Bring Your Own Groceries

The absolute best way to keep your travel costs the same as staying home is to eat like you are at home. Obviously, it’s not exactly the same without and oven and full size stove, but you might be surprised by the variety of foods that work great for weekend adventures, even if you don’t have a fire or stove. Depending on what you like to eat you might not even need a cooler.

Foods that require no preparation day-of: 

salads, cheese, meat sticks, salami, veggies and dip, hummus, crackers, tuna salad in a packet, bagels, fresh fruit, dried fruit, canned fruit, salmon in a packet, pulled pork in a packet, salsa and chips, peanut butter, snack mix, pretzels, prepared sandwiches, prepared non-mayonnaise pasta salads.

Food that you can make with an electric kettle, jet boil, propane stove, or microwave:

rice, pasta, canned and dried soups, canned veggies, canned beans, instant potatoes (great with canned ham), box mac & cheese, ramen, eggs or powdered eggs. 
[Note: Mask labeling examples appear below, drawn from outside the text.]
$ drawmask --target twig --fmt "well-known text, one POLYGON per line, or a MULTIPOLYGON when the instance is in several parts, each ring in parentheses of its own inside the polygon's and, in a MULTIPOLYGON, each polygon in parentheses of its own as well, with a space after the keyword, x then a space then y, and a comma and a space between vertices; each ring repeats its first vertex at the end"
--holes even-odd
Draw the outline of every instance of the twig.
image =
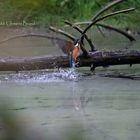
POLYGON ((113 6, 119 4, 123 1, 125 1, 125 0, 116 0, 116 1, 113 1, 112 3, 109 3, 106 7, 101 9, 95 16, 92 17, 92 21, 96 20, 102 13, 104 13, 108 9, 112 8, 113 6))
MULTIPOLYGON (((84 24, 88 24, 88 25, 89 25, 89 24, 91 24, 91 23, 92 23, 92 21, 86 21, 86 22, 76 22, 76 23, 74 23, 74 24, 75 24, 75 25, 84 25, 84 24)), ((116 28, 116 27, 113 27, 113 26, 107 25, 107 24, 103 24, 103 23, 96 23, 95 25, 101 26, 101 27, 106 28, 106 29, 109 29, 109 30, 116 31, 116 32, 118 32, 118 33, 124 35, 125 37, 127 37, 130 41, 135 41, 135 38, 134 38, 132 35, 128 34, 128 33, 125 32, 125 31, 122 31, 122 30, 120 30, 120 29, 118 29, 118 28, 116 28)))
MULTIPOLYGON (((60 34, 62 34, 64 36, 70 38, 73 42, 76 41, 76 38, 74 36, 72 36, 71 34, 65 32, 63 30, 57 29, 57 28, 52 27, 52 26, 50 26, 50 30, 52 30, 54 32, 57 32, 57 33, 60 33, 60 34)), ((88 56, 88 52, 84 47, 82 47, 82 44, 81 44, 81 50, 82 50, 84 56, 88 56)))
MULTIPOLYGON (((64 21, 67 25, 73 27, 74 29, 76 29, 77 31, 79 31, 81 34, 83 33, 83 29, 81 29, 80 27, 78 27, 77 25, 74 25, 73 23, 71 23, 68 20, 64 21)), ((87 34, 85 34, 85 39, 87 40, 87 42, 89 43, 90 47, 91 47, 91 51, 95 50, 95 46, 93 45, 91 39, 87 36, 87 34)))
POLYGON ((64 36, 68 37, 68 38, 71 39, 72 41, 75 41, 75 40, 76 40, 76 38, 75 38, 74 36, 72 36, 71 34, 65 32, 65 31, 63 31, 63 30, 57 29, 57 28, 52 27, 52 26, 50 26, 49 29, 50 29, 51 31, 53 31, 53 32, 57 32, 57 33, 60 33, 60 34, 62 34, 62 35, 64 35, 64 36))
POLYGON ((121 13, 127 13, 127 12, 130 12, 130 11, 134 11, 135 8, 129 8, 129 9, 125 9, 125 10, 120 10, 120 11, 117 11, 117 12, 113 12, 113 13, 110 13, 110 14, 107 14, 101 18, 98 18, 96 20, 94 20, 92 23, 90 23, 84 30, 83 32, 83 35, 87 32, 88 29, 90 29, 93 25, 95 25, 97 22, 99 21, 102 21, 108 17, 111 17, 111 16, 115 16, 115 15, 118 15, 118 14, 121 14, 121 13))
POLYGON ((122 30, 120 30, 118 28, 115 28, 115 27, 110 26, 110 25, 102 24, 102 23, 97 23, 96 25, 101 26, 101 27, 106 28, 106 29, 109 29, 109 30, 116 31, 116 32, 124 35, 125 37, 127 37, 130 41, 135 41, 135 38, 132 35, 128 34, 125 31, 122 31, 122 30))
I highly recommend that even if you plan on cooking, please make sure you also have plenty of snacks and ready to eat items. Sometimes it might not be good weather for outdoor cooking. Sometimes you might be cranky, or lazy or hungry miles before your next stop. If you want to save the money you would eat at a gas station, make sure you have food to tide you over till the next planned stop. 
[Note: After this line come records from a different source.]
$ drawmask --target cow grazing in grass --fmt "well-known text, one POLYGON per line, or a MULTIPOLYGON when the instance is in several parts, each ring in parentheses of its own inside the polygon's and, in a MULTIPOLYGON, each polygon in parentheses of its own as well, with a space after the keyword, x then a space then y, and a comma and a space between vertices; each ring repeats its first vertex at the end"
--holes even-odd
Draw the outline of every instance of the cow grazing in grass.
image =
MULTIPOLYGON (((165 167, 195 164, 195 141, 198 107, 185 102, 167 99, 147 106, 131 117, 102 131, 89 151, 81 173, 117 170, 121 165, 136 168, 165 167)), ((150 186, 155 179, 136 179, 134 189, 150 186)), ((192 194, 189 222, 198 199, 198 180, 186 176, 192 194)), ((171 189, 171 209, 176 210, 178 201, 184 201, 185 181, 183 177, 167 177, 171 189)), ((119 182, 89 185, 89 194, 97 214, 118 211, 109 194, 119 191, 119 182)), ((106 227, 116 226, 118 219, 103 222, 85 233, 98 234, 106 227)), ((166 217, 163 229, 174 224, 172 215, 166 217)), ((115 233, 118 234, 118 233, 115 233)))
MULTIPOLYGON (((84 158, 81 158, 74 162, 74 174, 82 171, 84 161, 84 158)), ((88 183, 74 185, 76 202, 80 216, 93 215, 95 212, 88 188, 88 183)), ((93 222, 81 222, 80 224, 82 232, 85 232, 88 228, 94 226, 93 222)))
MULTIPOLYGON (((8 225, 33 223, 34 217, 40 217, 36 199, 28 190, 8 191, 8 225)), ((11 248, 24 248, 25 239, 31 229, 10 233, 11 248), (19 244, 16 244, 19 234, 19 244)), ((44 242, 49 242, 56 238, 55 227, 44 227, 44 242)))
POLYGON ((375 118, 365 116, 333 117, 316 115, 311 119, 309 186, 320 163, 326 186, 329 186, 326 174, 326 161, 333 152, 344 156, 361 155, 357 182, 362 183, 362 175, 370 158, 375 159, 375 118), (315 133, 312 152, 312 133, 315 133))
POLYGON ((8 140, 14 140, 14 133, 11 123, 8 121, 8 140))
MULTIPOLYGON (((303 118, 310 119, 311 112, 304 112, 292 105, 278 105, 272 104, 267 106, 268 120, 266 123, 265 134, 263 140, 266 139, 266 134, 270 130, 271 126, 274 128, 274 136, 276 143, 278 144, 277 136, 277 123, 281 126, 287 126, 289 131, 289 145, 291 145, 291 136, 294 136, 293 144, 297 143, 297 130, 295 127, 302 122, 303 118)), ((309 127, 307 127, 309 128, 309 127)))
Take Advantage of Free Activities

There is so much free stuff to do! Never discount the power of free activities. Of course, feel free to support local businesses too. Personally, I am particularly fond of theme parks and concerts, and am most likely to spend money on these activities while traveling. 

Parks and the great outdoors are the best place to start looking for free activities. Most towns    will have a nice hiking trail or bike path, and many will also have a free beach to go swimming or fishing at. For an added $5-10 you can even rent a kayak. If you don’t have a proper swimming beach but you do have a pair of water shoes, you might be able to go creek stomping. Or, walk alongside a body of water and collect shells and pretty rocks. If you don’t feel active, bring a book or some art supplies and draw your surroundings. Bring your camera or phone and take photos of birds or flowers. State parks are also a great resource. In Iowa, state parks are free to visit during the day. In Minnesota, you pay for an annual state park pass for your vehicle. Some state parks might have interpretive centers, nature presentations, and other free activities, as well as all the fun benefits of a county or municipal park. 

If you don’t feel like enjoying nature, you also have great options. Going window shopping in a new town can be fun, provided you won't be tempted to spend money you didn’t budget. If you feel like supporting the local businesses, try shopping ahead for birthday or christmas presents you would end up buying for others anyway. There might be a heritage museum, art museum, history museum or open air museum you can visit for free. Libraries often have free programs, as well as the standard books, music and movies to rent. Lastly, one of my favorite activities is finding those local silly festivals and parades that small towns host in the summer and around the holidays. You will often find free live music, student performances, art, petting zoos and surprisingly decent food at these types of events. In Iowa, I have noticed that the sweet corn and grilled pork are consistently good quality and really good price. Seriously!  The most delicious looking thick cut pork chops I ever saw were on the Iowa Pork Producers food stand at the Gladbrook, Iowa Corn Carnival. 

So Get More Adventure!

Hopefully you learned a tip or two that you didn’t already know about getting more adventures for dirt cheap. Or if you didn’t learn anything, I hope you feel inspired to use your weekend and explore what you have available, without sacrificing on big vacations.